Aus den positiven Sachen, die in dieser Krise stecken: Dass wir als Gesellschaft lernen und es Beispiele für Solidarität gibt. Das darf man bloß nicht überschätzen. Die Krise als Chance zu bezeichnen, ist heikel, darin steckt zu viel Optimismus. Was mir Anlass zur Hoffnung bietet, ist, dass es den ernsthaften Versuch gibt, die Krise zu managen, und dass Expertenmeinungen, anders als beim Klimawandel, sehr ernst genommen werden. Ich sehe aber auch, dass der massive Eingriff in die Freiheit zu Wachsamkeit zwingt.

Fred Luks
Fred Luks © Christina Häusler

Kann man mit Blick auf die USA, Italien und Spanien jetzt nicht jegliche Hoffnung verlieren?
Die Hoffnung würde ich nicht aufgeben. So eine Epidemie dauert nicht ewig, die Infektionskurve wird wieder runtergehen. Als Gesellschaft darf man die Hoffnung nicht verlieren.

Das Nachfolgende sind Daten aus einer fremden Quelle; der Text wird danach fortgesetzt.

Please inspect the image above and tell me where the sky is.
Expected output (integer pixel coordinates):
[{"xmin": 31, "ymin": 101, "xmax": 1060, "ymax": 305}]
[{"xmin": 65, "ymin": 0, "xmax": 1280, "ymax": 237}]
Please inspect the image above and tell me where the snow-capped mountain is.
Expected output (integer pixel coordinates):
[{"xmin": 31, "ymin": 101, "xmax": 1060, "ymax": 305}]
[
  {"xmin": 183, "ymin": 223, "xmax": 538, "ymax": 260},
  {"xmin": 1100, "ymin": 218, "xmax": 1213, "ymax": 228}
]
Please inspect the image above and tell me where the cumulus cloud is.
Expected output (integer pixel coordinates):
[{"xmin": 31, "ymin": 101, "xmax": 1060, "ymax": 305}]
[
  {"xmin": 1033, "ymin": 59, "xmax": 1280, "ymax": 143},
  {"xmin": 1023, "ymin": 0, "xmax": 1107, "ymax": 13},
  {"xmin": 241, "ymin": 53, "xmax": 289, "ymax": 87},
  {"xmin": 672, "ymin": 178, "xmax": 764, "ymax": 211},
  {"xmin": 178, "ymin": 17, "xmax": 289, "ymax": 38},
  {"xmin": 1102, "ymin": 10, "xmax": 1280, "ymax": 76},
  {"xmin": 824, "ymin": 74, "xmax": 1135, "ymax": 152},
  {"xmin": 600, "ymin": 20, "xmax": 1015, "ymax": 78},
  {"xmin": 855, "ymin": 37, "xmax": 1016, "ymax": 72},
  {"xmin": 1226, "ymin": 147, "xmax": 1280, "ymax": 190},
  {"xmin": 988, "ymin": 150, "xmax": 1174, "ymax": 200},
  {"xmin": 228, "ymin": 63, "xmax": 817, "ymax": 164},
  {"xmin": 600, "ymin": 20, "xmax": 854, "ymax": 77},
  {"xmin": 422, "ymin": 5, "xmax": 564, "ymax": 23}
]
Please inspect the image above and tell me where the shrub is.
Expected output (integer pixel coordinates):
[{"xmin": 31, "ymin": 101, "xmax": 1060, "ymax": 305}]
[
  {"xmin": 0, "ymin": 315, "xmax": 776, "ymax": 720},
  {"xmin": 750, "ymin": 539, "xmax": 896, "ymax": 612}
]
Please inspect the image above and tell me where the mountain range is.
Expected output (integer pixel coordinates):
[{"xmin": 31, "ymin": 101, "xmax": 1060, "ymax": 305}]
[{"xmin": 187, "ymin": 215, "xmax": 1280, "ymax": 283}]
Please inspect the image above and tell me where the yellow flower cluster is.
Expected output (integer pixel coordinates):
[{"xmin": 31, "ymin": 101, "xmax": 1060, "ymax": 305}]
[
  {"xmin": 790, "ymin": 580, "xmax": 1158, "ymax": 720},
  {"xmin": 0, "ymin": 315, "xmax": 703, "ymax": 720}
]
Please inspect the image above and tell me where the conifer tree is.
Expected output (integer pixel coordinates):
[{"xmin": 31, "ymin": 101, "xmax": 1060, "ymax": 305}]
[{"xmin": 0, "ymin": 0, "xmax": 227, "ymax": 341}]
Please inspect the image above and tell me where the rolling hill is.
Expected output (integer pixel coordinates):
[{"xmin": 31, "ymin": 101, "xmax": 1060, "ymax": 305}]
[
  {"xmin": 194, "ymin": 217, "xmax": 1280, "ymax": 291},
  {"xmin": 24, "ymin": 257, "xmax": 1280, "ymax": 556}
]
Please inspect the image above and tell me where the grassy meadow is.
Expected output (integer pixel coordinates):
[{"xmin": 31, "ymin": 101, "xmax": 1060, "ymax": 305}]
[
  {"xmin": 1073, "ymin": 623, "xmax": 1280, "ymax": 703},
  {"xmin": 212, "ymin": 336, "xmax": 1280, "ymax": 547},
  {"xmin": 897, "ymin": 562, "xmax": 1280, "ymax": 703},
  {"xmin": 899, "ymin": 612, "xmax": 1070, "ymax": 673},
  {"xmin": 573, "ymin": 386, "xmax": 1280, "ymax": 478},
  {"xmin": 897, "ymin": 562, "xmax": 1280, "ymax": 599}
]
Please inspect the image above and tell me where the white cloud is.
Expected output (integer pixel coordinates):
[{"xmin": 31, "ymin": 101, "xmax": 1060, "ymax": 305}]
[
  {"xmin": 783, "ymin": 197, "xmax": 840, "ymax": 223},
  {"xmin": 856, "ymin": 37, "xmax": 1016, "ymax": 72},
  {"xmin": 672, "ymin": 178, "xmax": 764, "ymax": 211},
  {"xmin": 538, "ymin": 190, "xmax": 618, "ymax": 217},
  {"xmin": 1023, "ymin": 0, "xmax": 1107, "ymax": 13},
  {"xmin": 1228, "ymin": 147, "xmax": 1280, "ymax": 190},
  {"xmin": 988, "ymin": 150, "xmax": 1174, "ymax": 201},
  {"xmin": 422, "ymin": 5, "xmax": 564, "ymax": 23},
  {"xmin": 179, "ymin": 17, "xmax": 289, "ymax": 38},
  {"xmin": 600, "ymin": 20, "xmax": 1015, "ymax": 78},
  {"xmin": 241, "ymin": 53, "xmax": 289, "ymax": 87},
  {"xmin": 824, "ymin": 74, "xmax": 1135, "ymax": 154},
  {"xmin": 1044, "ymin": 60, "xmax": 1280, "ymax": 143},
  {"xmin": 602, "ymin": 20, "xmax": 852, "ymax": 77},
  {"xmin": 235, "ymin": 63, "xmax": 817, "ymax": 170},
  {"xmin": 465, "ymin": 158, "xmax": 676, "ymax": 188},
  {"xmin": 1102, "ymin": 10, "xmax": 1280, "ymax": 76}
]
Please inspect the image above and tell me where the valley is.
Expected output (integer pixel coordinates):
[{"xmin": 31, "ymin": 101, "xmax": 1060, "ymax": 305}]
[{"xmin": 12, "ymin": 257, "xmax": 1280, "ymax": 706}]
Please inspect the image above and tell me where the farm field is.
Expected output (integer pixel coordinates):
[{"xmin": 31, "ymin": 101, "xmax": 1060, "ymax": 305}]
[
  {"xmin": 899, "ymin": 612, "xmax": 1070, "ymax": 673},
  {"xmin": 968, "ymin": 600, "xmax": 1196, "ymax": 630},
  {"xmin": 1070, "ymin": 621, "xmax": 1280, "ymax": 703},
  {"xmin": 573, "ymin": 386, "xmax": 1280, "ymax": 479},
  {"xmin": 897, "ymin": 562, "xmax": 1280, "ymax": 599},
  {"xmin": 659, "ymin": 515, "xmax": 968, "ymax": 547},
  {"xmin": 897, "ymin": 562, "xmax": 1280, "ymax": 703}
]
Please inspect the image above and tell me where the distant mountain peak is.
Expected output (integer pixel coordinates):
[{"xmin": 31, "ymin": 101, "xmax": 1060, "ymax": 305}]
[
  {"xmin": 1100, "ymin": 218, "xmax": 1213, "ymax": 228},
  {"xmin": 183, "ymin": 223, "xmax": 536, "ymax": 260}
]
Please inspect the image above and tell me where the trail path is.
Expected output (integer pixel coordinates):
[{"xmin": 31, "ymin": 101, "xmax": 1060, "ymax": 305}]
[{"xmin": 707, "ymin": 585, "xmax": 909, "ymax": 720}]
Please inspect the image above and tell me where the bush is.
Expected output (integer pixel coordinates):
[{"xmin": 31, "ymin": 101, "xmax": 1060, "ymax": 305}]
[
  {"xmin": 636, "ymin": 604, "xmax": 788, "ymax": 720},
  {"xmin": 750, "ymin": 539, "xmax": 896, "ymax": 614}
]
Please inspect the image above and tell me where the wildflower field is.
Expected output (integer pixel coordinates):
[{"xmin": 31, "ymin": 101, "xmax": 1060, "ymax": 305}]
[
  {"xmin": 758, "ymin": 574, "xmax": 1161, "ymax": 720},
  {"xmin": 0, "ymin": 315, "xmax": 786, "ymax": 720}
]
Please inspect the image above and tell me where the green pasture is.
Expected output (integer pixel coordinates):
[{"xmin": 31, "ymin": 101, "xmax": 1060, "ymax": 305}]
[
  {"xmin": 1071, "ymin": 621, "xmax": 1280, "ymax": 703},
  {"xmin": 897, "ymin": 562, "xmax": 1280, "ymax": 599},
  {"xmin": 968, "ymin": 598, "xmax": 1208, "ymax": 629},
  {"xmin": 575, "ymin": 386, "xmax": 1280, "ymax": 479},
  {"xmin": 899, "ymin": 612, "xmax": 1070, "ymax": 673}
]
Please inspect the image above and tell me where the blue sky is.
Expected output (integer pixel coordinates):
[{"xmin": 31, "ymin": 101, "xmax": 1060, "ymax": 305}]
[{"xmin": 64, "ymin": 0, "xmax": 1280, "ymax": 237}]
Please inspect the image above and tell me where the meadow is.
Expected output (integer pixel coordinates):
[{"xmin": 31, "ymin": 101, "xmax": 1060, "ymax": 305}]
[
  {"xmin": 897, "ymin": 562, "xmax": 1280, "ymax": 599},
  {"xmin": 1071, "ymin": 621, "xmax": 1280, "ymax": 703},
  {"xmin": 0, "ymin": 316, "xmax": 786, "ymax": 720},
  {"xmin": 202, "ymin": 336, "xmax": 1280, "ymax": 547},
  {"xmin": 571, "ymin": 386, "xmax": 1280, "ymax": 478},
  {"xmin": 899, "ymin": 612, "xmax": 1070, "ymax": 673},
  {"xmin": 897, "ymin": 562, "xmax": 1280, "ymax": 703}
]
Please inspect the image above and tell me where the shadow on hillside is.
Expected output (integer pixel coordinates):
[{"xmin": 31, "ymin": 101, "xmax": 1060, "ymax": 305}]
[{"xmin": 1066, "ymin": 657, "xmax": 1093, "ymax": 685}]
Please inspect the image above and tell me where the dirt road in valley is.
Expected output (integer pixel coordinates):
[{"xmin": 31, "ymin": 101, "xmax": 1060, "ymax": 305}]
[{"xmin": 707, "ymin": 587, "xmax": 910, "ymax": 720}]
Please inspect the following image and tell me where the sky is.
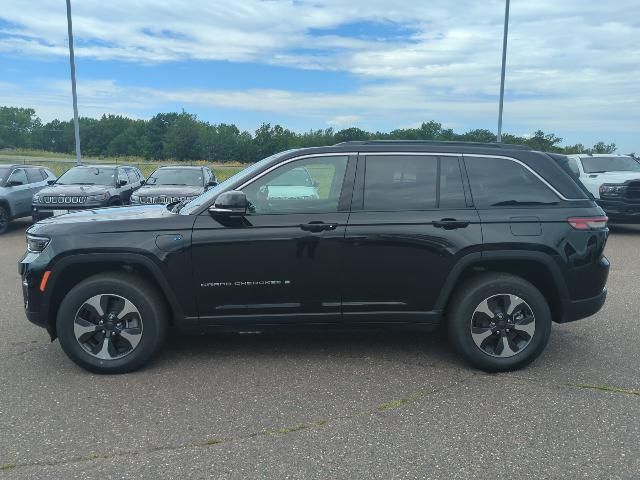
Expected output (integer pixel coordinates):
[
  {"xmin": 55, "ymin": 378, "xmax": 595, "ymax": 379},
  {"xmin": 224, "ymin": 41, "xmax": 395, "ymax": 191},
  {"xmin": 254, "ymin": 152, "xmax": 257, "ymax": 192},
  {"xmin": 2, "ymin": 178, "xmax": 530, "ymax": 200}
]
[{"xmin": 0, "ymin": 0, "xmax": 640, "ymax": 153}]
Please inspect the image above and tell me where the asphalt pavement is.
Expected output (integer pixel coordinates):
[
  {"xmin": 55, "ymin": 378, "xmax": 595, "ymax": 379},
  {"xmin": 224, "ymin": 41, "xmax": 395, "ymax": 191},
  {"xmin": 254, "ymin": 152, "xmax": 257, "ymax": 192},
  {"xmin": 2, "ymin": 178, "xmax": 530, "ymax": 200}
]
[{"xmin": 0, "ymin": 221, "xmax": 640, "ymax": 479}]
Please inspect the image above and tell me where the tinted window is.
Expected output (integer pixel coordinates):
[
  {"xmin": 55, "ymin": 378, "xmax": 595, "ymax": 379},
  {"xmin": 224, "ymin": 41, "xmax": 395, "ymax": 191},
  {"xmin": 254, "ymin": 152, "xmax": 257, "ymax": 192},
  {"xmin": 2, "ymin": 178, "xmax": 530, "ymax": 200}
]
[
  {"xmin": 243, "ymin": 156, "xmax": 348, "ymax": 213},
  {"xmin": 127, "ymin": 169, "xmax": 140, "ymax": 183},
  {"xmin": 580, "ymin": 157, "xmax": 640, "ymax": 173},
  {"xmin": 27, "ymin": 168, "xmax": 43, "ymax": 183},
  {"xmin": 8, "ymin": 168, "xmax": 29, "ymax": 185},
  {"xmin": 466, "ymin": 157, "xmax": 559, "ymax": 208},
  {"xmin": 438, "ymin": 157, "xmax": 467, "ymax": 208},
  {"xmin": 57, "ymin": 167, "xmax": 116, "ymax": 185},
  {"xmin": 364, "ymin": 155, "xmax": 438, "ymax": 210}
]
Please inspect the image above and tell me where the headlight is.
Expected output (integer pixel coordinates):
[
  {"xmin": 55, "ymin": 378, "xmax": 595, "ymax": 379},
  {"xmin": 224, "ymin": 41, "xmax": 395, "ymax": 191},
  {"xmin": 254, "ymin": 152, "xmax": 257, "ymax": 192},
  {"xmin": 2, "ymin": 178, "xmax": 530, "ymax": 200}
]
[
  {"xmin": 27, "ymin": 235, "xmax": 51, "ymax": 253},
  {"xmin": 87, "ymin": 192, "xmax": 109, "ymax": 202},
  {"xmin": 600, "ymin": 183, "xmax": 625, "ymax": 196}
]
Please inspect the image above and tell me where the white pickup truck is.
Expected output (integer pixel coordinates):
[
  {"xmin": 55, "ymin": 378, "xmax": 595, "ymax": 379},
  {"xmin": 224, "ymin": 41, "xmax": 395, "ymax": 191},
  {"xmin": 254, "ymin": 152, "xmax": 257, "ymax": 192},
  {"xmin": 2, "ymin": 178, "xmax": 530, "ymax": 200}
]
[{"xmin": 568, "ymin": 154, "xmax": 640, "ymax": 223}]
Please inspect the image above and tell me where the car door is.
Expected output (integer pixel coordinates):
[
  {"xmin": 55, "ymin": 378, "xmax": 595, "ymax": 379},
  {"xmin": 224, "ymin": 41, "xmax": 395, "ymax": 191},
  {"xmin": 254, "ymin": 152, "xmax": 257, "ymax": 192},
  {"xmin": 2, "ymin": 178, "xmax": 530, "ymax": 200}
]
[
  {"xmin": 193, "ymin": 154, "xmax": 356, "ymax": 324},
  {"xmin": 7, "ymin": 168, "xmax": 33, "ymax": 217},
  {"xmin": 342, "ymin": 153, "xmax": 482, "ymax": 323}
]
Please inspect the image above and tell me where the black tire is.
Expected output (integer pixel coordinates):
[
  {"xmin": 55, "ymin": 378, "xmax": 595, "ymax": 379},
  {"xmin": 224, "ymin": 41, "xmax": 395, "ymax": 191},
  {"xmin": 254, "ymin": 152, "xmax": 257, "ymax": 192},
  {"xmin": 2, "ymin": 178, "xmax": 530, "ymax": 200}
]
[
  {"xmin": 0, "ymin": 205, "xmax": 11, "ymax": 235},
  {"xmin": 56, "ymin": 272, "xmax": 168, "ymax": 374},
  {"xmin": 447, "ymin": 273, "xmax": 551, "ymax": 372}
]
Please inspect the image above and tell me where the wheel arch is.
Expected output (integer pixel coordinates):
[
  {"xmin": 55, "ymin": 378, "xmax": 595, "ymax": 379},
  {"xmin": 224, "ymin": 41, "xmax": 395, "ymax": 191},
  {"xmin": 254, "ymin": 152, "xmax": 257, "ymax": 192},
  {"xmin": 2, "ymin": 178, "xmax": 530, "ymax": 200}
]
[
  {"xmin": 435, "ymin": 250, "xmax": 569, "ymax": 322},
  {"xmin": 42, "ymin": 253, "xmax": 184, "ymax": 338}
]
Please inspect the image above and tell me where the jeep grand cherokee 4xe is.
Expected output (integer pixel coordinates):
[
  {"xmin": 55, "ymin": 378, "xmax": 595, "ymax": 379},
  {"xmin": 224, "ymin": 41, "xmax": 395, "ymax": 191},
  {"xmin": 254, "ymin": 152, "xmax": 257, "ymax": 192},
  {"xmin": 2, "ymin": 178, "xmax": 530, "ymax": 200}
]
[{"xmin": 20, "ymin": 142, "xmax": 609, "ymax": 373}]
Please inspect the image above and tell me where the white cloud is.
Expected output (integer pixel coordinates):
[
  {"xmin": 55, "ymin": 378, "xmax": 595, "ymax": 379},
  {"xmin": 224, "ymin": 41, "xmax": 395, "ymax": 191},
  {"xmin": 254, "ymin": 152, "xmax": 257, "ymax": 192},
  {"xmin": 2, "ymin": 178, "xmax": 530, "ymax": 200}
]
[{"xmin": 0, "ymin": 0, "xmax": 640, "ymax": 150}]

Wir sind im Blindflug unterwegs, wissen wenig über das Virus. Können wir als sicherheitsverliebte Gesellschaft mit so viel Unsicherheit denn umgehen?
Ja, wir als reiche westliche Gesellschaft sind an Sicherheit gewöhnt, die aber sehr ungleich verteilt ist. Plötzlich kommt so etwas Primitives wie ein Virus daher und löst einen Schock aus. Es zeigt sich, dass es eine Scheinsicherheit war. Diesen Schock der totalen Unsicherheit spürt man überall. Wir haben überhaupt keine Ahnung, was jetzt gerade passiert.

Was löst dieses gesellschaftliche Wissen um unsere Verletzlichkeit aus?
Das ist eine Riesenlektion, die wir jetzt lernen – als Menschen, Gesellschaft, als Familie, als Betriebe. Ich bin mir nur nicht sicher, ob sie auch verstanden wird. Denken Sie an die Finanzkrise oder an die BSE-Krise. Auch da gab es totale Verunsicherung. Monate später war davon nicht mehr die Rede. Ich hoffe auf die Lernfähigkeit, warne aber vor Naivität.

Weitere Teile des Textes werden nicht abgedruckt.